Background Many guidelines from different parts of the world mention the impact of diet on gout (1). However, data are scarce in sub-Saharan Africa.
Objectives To evaluate the efficacy and safety of a gouty apurinic personalized diet based on ethnic origin, dietary habits and patient comorbidities.
Methods Gout (177 ACR preliminary criteria) patients with serum urate levels >70g/dL were recruited. Patients were randomized to receive a standard diet apurinic gout or a personalized diet. At 1 month, all patients in the standard diet group were put under the personalized diet.

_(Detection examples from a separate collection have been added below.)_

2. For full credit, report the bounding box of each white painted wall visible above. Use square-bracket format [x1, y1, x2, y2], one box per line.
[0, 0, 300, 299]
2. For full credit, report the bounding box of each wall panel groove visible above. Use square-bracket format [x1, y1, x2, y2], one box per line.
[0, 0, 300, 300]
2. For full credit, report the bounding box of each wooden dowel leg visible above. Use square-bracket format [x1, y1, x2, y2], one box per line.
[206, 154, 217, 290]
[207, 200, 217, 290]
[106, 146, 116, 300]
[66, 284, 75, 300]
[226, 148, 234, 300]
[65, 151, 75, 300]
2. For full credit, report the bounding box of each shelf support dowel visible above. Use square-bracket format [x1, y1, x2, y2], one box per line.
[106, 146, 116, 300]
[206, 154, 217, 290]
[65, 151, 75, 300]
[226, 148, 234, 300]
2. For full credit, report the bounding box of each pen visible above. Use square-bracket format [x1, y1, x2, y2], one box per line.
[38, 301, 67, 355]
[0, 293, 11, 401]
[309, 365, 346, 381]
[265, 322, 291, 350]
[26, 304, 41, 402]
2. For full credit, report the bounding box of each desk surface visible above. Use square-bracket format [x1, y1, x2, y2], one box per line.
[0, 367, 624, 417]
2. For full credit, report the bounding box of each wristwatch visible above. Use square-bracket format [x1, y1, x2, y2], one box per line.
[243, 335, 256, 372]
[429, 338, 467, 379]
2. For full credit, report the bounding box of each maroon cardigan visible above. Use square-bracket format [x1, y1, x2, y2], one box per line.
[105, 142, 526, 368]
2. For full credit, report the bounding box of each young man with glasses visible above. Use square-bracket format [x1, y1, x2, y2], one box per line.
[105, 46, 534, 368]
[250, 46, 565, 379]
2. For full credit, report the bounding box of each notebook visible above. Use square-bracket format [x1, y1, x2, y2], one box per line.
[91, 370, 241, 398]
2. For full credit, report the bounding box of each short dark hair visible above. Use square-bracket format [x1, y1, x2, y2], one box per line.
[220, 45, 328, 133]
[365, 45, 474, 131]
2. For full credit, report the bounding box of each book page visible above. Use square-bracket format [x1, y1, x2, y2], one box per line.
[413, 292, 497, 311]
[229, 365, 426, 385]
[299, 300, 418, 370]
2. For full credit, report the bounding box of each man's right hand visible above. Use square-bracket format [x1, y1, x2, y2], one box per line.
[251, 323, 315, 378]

The primary endpoint was the reduction of serum uric acid at 1 month (M1) and 3 months (M3). Secondary outcomes were the number of gout attacks and changes in anthropometric measures at M1 and M3. A p<0.05 was considered statistically significant.
Results Of the 30 patients randomized, 12 patients have not respected their diet. Only 18 were retained in the final analysis: 10 patients on personalized diet group and 8 on standard diet group. The baseline characteristics of both groups were similar at baseline (p>0.05). At M1, we have observed a significant decrease in serum uric acid in the personalized diet group compared to the standard diet group (p=0.0001). We have observed 5 acute gout attacks in the standard diet group against 2 acute gout attacks in the personalized diet group (p=0.03). A trend of decrease was observed for all other parameters without significance (p>0.05) [Table 1].
At M3, all patients received personalized diet. Initial efficacy was maintained in all the patients of the personalized diet group. For patients of the standard diet group, we observed a significant decrease in serum uric acid (p=0.02). There was no difference in the number of acute gout attacks (p=0.08). A trend of decrease was also observed for all other parameters without significance (Table 1).
No adverse events related to both diet group were observed.
Conclusions This study shows that the diet should be personalized in gouty patients according to socio-cultural environment, lifestyle, and comorbidities of each patients. Efforts should be made to improve compliance to diet like other non-pharmacological and pharmacological treatment.
Khanna D et al. Arthritis Care Res (Hoboken) 2012;64:1447–61.